Croskery-Hewitt said in Australia, women do not have to prove they will suffer stigma-related abuse in their own country, and have more streamlined pathways. That requirement needed to be removed here, and a new visa created for women with children who were New Zealand citizens, she said.

Sahaayta migrant support services counsellor Zoya Kara said many ethnic women were completely disempowered. “They don’t know what the law is, what they're eligible for, and sometimes they don't even have access to their own passports. They are told ‘I bought you in to the country, I can get you kicked out.’

“They endure the physical and emotional violence because of the fear of going back, which comes with a lot of stigma.”

Non-profit organisations Shakti, Hamilton’s Shama, Wellington Women’s Refuge and Wellington Community Law all told INZ its bar was too high and decisions inconsistent.

One Fijian-Indian woman had her application declined, despite INZ’s own research finding that “divorce may well be the ugliest word in the [Fijian] Indian community. So much stigma does it contain that … there remain many parents who would prefer to see their children, especially daughters, live miserably for the rest of their lives rather than be divorced … When a man abuses his wife, the community not only expects her to suffer it, but often blames her for it too”.

Past appeals by Wellington Community Law to former Immigration Minister Iain Lees-Galloway and undersecretary for justice Jan Logie have failed. In 2018, Lees-Galloway said policy change was not a current priority.

Immigration Minister Kris Faafoi was not available for an interview. In a statement, he said the report would guide improvements in dealing with visa applicants.

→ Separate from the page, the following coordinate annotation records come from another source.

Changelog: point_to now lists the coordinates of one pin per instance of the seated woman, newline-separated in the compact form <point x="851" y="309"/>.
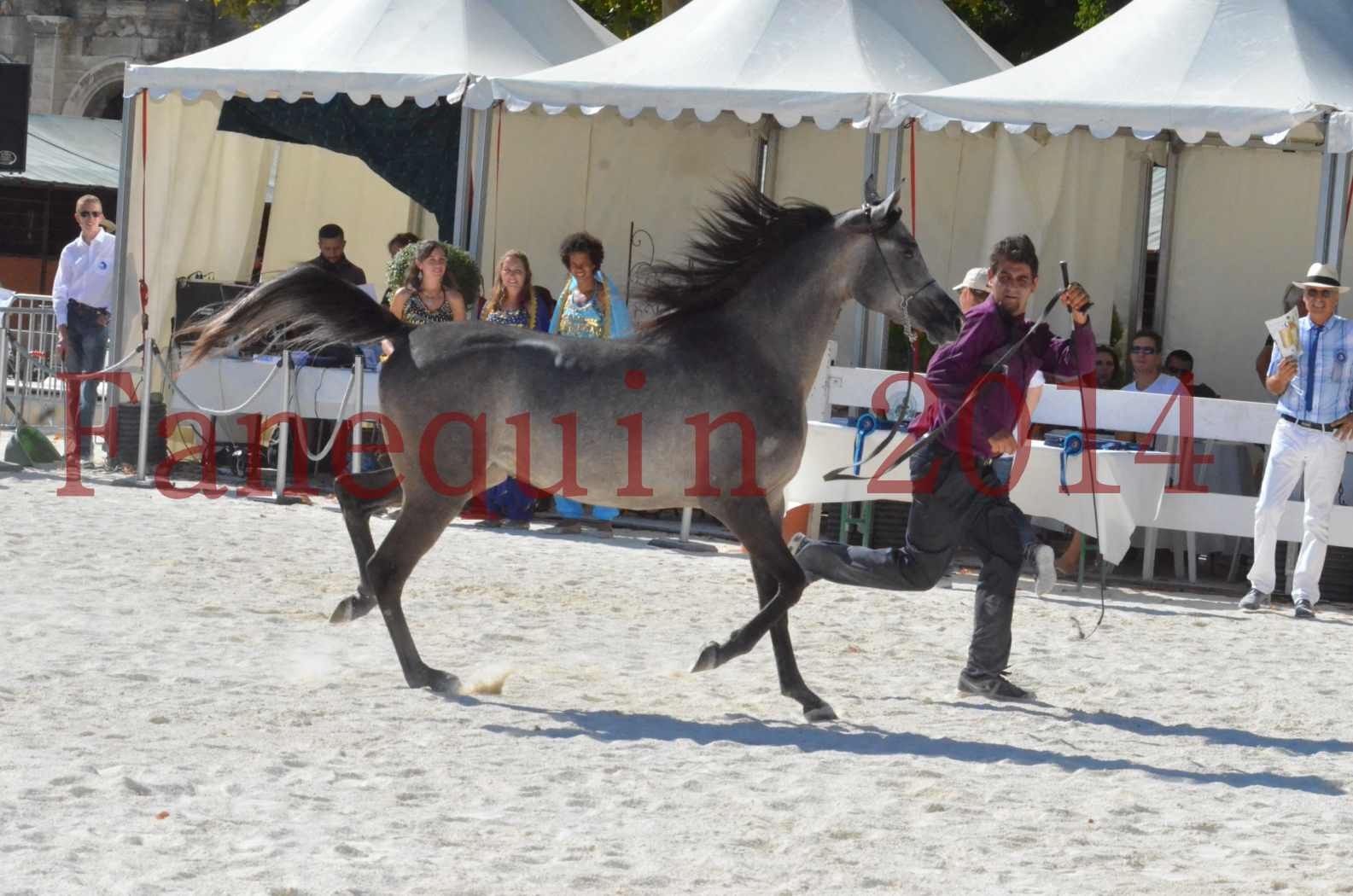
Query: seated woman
<point x="1108" y="374"/>
<point x="589" y="307"/>
<point x="429" y="294"/>
<point x="515" y="302"/>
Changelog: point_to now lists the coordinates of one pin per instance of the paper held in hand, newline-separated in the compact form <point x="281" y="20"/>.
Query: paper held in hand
<point x="1284" y="332"/>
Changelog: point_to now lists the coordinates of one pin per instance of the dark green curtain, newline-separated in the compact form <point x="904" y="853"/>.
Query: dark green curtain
<point x="414" y="149"/>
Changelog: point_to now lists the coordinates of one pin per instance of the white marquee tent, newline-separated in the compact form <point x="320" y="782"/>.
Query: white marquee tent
<point x="1211" y="76"/>
<point x="394" y="49"/>
<point x="848" y="61"/>
<point x="830" y="60"/>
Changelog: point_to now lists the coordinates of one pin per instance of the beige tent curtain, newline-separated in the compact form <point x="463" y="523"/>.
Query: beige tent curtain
<point x="1079" y="198"/>
<point x="1242" y="232"/>
<point x="551" y="175"/>
<point x="203" y="202"/>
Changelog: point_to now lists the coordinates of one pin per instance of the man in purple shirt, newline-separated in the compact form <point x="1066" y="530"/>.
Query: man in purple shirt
<point x="957" y="497"/>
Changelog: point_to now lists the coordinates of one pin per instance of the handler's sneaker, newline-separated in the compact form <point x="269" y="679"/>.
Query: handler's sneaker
<point x="1045" y="565"/>
<point x="796" y="544"/>
<point x="994" y="686"/>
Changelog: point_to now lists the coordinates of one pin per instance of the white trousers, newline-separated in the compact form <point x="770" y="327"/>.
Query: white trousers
<point x="1320" y="457"/>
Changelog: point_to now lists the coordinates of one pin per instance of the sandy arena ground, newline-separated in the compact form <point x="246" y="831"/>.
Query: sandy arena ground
<point x="176" y="716"/>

“As a result of the report, INZ will be making changes in some areas of operations to address the recommendations.

“I will be keeping an eye on how progress is made, and I will be looking at policy-related issues raised in the report to see where changes might be appropriate.”

An INZ spokesperson said improving the department’s approach to preventing and responding to family violence was an “ongoing priority”.

“INZ and relevant teams within the Ministry of Business, Innovation and Employment (MBIE) have started to implement actions to respond to findings identified in the report.

“This includes designing specialist family violence training for staff, providing the NGOs with a dedicated INZ point of contact, using the Language Assistance Services Programme for interpreting, and improving INZ’s information provision on family violence visas.”

More operational and policy changes may be considered in the future, the spokesperson said.

A Stuff investigation as part of the Homicide Report found after Pākehā and Māori, South Asian and Fijian-Indian women are the third most likely to die at the hands of partners or ex-partners, with their deaths typically extremely violent.